Die Sonne trocknete die nassgewordene Kleidung schnell, und nach einer zehnminütigen Rast ging es weiter, stetig bergauf. An einem Orchideenfeld hielten sie inne.

»Hier, eine riesige Karnivore!«, rief Magnus begeistert.

»Wie ernährt sie sich eigentlich?«

»Meist fangen sie Insekten oder sogar kleine Frösche mit Klebe- oder Klappfallen. Wenn sich die Beute den beiden Blatthälften nähert …«, er demonstrierte den Vorgang mit seinen nebeneinandergelegten Handflächen, »… dann wird das Insekt mit einer schnellen Schließbewegung eingefangen. Das ist die seltenere Form der Fangmethoden. Es gibt nämlich auch noch die Fallgrubenfallen …«

»Lass mal gut sein«, unterbrach ihn Frank, und Miguel mahnte zum Weitergehen.

»Wir haben noch eine gewaltige Strecke vor uns. Insgesamt werden es elf Kilometer sein, immer bergan.«

Die Vegetation wurde merklich üppiger und ging in einen dichten Urwald über.
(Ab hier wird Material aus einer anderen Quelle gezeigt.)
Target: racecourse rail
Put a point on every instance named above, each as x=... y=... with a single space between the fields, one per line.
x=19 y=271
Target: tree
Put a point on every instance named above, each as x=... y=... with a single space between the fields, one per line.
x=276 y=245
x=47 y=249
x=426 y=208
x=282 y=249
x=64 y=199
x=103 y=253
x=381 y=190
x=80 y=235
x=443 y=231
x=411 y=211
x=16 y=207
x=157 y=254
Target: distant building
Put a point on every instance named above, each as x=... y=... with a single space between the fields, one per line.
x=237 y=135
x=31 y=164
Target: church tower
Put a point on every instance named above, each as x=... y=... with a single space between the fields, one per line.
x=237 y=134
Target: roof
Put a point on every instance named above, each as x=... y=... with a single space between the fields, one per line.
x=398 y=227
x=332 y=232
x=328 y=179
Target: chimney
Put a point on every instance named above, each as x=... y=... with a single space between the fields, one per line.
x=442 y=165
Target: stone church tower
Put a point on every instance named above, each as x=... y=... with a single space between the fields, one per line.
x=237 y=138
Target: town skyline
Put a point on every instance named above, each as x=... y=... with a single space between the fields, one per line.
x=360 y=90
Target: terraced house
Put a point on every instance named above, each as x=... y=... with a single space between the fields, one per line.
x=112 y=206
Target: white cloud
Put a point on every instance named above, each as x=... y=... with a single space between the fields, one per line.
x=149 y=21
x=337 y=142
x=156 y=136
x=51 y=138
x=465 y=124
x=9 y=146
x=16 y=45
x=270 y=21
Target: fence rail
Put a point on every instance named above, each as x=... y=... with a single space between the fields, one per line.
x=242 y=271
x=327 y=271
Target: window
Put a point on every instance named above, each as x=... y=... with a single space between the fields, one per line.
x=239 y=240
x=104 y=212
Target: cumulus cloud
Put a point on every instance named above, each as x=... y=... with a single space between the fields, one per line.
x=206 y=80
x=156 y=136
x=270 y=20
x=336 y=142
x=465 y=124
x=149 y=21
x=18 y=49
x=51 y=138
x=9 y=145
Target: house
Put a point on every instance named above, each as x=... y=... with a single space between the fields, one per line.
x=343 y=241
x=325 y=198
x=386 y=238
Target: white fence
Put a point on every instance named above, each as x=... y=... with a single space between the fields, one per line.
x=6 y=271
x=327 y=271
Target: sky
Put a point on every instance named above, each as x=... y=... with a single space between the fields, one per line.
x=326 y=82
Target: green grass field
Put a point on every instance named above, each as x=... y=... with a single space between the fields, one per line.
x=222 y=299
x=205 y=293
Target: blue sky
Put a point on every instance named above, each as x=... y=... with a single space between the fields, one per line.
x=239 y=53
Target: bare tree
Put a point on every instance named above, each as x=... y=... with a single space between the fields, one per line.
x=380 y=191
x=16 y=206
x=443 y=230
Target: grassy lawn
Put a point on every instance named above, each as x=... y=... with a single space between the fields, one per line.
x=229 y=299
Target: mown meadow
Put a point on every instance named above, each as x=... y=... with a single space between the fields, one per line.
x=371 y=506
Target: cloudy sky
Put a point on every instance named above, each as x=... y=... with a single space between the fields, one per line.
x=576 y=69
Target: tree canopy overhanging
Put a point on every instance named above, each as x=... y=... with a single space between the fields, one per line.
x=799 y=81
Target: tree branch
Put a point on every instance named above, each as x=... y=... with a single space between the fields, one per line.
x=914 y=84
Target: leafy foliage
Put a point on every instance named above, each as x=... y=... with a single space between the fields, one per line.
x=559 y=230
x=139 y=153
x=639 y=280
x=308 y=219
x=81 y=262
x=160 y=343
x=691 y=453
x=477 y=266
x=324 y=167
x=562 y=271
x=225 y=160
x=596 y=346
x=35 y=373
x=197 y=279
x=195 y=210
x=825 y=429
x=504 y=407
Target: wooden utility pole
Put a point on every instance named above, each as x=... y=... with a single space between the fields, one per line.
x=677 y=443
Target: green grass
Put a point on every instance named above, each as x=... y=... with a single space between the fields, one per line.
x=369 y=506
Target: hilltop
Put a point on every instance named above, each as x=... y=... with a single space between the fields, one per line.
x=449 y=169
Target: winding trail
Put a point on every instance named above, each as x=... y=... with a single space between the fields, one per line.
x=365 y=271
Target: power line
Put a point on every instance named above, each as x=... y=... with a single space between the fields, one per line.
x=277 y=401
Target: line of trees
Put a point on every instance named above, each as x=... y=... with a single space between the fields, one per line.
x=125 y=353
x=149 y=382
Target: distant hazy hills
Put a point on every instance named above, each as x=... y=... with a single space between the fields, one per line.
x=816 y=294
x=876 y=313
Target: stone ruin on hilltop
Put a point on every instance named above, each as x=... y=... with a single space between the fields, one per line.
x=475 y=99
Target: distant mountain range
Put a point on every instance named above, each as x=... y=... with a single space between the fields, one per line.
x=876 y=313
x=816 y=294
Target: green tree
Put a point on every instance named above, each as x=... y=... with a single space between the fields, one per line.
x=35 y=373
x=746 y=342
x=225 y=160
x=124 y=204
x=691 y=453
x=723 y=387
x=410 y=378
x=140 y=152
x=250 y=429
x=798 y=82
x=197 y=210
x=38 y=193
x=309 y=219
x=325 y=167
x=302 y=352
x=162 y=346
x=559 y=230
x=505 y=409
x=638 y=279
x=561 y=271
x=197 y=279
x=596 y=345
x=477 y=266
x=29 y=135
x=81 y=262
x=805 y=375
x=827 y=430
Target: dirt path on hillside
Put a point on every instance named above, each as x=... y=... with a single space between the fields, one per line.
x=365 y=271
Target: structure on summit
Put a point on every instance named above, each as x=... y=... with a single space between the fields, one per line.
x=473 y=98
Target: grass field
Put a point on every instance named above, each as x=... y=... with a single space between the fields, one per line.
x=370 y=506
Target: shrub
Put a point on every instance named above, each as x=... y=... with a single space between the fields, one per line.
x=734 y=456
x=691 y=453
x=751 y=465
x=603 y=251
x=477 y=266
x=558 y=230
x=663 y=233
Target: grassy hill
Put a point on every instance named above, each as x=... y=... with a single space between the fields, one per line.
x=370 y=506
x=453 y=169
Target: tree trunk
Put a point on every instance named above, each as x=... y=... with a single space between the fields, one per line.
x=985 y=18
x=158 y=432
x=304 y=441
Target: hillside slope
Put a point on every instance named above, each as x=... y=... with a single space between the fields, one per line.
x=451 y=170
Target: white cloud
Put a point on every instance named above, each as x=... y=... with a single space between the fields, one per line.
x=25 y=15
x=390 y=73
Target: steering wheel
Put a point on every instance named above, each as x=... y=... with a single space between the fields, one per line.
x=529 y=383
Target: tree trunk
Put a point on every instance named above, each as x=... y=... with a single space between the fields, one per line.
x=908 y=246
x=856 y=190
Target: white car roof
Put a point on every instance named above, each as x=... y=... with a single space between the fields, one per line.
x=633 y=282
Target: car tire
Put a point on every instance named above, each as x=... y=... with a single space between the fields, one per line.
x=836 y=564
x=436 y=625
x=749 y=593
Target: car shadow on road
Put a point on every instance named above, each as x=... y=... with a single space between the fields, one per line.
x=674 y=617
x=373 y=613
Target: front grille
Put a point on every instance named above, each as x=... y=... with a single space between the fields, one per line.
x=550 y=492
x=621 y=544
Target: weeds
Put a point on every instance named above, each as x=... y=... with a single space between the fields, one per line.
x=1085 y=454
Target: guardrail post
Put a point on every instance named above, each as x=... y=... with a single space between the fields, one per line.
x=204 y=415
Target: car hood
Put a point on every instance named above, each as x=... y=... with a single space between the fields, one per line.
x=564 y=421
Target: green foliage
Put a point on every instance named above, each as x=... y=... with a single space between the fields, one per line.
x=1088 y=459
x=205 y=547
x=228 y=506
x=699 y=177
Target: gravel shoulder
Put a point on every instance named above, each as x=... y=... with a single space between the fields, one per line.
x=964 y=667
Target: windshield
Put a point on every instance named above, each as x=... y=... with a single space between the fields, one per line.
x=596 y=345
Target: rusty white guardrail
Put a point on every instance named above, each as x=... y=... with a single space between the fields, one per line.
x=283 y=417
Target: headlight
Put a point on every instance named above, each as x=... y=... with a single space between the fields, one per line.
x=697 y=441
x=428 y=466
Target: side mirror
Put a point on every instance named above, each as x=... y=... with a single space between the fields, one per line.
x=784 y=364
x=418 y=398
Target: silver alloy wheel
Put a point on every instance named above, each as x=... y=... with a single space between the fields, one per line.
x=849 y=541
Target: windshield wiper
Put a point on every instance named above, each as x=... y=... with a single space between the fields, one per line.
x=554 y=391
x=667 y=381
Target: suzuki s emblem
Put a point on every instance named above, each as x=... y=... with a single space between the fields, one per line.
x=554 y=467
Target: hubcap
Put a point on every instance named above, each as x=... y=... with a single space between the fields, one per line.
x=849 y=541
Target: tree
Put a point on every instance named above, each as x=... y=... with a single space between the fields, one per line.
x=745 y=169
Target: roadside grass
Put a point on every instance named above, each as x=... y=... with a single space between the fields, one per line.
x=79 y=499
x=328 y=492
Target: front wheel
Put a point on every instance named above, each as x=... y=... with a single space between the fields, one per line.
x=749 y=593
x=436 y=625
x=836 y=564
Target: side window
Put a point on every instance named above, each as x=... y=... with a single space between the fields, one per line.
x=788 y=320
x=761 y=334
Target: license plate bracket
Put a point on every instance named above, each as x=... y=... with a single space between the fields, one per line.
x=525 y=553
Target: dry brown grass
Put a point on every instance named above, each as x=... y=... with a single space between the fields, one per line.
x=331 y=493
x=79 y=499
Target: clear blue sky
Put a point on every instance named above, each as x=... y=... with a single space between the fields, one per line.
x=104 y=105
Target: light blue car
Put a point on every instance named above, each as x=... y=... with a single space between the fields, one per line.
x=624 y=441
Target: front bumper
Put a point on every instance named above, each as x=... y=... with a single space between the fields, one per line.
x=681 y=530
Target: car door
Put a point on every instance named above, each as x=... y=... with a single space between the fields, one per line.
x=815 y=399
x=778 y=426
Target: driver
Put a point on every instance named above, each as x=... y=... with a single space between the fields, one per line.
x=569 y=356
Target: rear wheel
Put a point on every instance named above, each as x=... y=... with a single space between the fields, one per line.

Nicht weit vor ihnen tauchten Nebelfelder auf, die sich an den steilen Wänden des Roraima festhielten.

Nach einer knappen Stunde hörten sie Stimmen und entdeckten wenig später auf einer kleinen Lichtung die Pemón-Indianer. Sie hatten einen Mittagslunch vorbereitet.

»Im Base Camp gibt es dann ein warmes Abendessen«, versprach Miguel.

»Das ist ja Service pur!«

»Ich nenne es Verhätschelung«, war Franks nicht ganz ernst gemeinter Kommentar dazu.

»Du kannst dir ja Kröten oder Schlangen fangen.«

»Schlangen?!« Britta sprang entsetzt auf.

»Es sind nur kleine, und die verschwinden, wenn sie dich hören.« Die Bemerkung kam von Torsten. Immerhin war der zynische Ton verschwunden, es klang eher nach gutmütigem Spott.